Friday, January 26, 2018

La belle nature

Walking in the Parc Monceau:


Guy de Maupassant, Like Death, trans. Richard Howard (New York: New York Review Books, 2017).

Yes, an artificial and charming place. Louis Carrogis Carmontelle, the park’s designer:

The true art is to know how to keep the visitors there, through a variety of objects, otherwise they will go to the real countryside to find what should be found in this garden; the image of liberty.
The marble boy must be a reproduction of Boy with Thorn.

Elaine and I picked up two copies of this novel last summer. It’s yet another work we’d probably never have discovered without New York Review Books. More passages soon.

comments: 2

brownstudy said...

I used to revere Penguin books. Now, I revere the New York Review line for surfacing books I've not heard of.

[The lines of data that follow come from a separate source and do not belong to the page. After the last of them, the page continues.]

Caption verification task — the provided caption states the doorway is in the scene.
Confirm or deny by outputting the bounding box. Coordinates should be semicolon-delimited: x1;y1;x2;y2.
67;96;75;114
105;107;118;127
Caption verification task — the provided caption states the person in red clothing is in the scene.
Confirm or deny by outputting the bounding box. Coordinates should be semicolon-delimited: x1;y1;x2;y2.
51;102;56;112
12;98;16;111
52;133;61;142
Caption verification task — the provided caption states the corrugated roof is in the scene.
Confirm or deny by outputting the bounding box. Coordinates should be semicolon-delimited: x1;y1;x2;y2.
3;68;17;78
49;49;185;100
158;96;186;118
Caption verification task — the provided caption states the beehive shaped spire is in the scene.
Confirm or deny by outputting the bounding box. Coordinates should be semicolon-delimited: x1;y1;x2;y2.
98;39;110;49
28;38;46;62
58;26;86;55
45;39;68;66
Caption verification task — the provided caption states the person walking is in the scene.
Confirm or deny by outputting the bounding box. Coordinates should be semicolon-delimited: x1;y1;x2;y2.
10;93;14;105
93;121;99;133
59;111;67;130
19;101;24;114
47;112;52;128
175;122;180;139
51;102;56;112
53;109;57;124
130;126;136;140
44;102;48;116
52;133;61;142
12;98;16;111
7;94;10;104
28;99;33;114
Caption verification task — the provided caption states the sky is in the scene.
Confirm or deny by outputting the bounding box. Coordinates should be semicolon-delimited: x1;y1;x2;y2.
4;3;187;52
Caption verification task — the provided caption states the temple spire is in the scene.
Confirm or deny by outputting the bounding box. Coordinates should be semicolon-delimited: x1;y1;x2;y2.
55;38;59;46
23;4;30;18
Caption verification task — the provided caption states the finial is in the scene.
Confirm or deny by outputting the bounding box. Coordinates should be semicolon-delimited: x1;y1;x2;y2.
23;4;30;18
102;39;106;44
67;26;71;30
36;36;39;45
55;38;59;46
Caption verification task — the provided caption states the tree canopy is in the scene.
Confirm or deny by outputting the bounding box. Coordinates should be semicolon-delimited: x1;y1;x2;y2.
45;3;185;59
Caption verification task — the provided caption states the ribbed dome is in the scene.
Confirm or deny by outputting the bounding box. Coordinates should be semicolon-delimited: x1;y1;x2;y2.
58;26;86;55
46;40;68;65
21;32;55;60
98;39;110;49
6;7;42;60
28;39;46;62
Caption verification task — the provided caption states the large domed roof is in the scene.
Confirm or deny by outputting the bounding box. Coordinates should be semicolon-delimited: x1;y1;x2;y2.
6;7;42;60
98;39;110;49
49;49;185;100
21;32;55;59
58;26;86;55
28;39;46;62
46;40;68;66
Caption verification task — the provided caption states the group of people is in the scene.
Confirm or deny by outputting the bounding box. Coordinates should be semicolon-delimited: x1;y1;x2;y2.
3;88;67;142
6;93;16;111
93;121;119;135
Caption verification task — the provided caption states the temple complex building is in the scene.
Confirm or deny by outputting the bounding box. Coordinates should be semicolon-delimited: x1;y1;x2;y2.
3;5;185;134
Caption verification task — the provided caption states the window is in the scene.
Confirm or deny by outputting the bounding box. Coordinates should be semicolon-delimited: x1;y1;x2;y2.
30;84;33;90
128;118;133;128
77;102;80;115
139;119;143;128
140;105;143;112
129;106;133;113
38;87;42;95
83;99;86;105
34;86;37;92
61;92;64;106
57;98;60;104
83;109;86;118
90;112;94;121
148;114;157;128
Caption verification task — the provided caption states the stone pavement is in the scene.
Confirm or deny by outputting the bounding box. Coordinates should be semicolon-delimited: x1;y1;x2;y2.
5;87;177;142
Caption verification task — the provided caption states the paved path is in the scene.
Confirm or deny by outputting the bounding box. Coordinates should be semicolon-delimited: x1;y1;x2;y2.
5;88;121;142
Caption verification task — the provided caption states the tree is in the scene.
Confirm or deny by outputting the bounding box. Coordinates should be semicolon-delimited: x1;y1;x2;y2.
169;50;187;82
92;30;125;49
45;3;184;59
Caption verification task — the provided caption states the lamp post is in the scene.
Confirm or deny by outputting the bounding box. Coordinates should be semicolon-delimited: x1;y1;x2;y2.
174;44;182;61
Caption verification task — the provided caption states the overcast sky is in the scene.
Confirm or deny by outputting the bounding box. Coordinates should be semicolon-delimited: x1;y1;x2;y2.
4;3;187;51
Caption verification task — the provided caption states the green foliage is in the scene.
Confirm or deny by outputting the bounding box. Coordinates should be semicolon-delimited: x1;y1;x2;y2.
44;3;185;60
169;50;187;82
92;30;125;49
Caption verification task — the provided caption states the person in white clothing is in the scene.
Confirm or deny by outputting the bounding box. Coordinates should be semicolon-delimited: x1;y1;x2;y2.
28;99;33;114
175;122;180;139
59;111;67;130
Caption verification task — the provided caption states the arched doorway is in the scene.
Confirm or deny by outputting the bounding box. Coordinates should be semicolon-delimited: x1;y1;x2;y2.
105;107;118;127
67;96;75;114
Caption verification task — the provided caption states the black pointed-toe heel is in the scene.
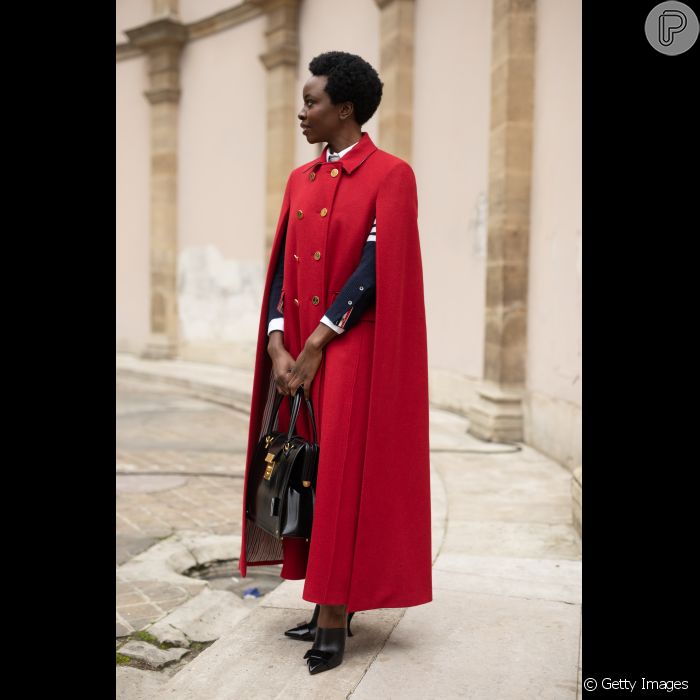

By the way, HOW do you format those extended passages? I'd like to do the same thing.

Michael Leddy said...

I think I could probably live on NYRB books. They meet all recommended daily allowances.

I type in Pages (the Mac app) with a narrow text area, take a screenshot, and crop it, leaving just a pixel or two on each side. Then I make a blank image file (in Acorn or Seashore) with added pixels on all sides and drop the screenshot in.

You can imagine the fun when I realize I’ve made a typo. But I like the idea of fiction and poetry looking different on the screen.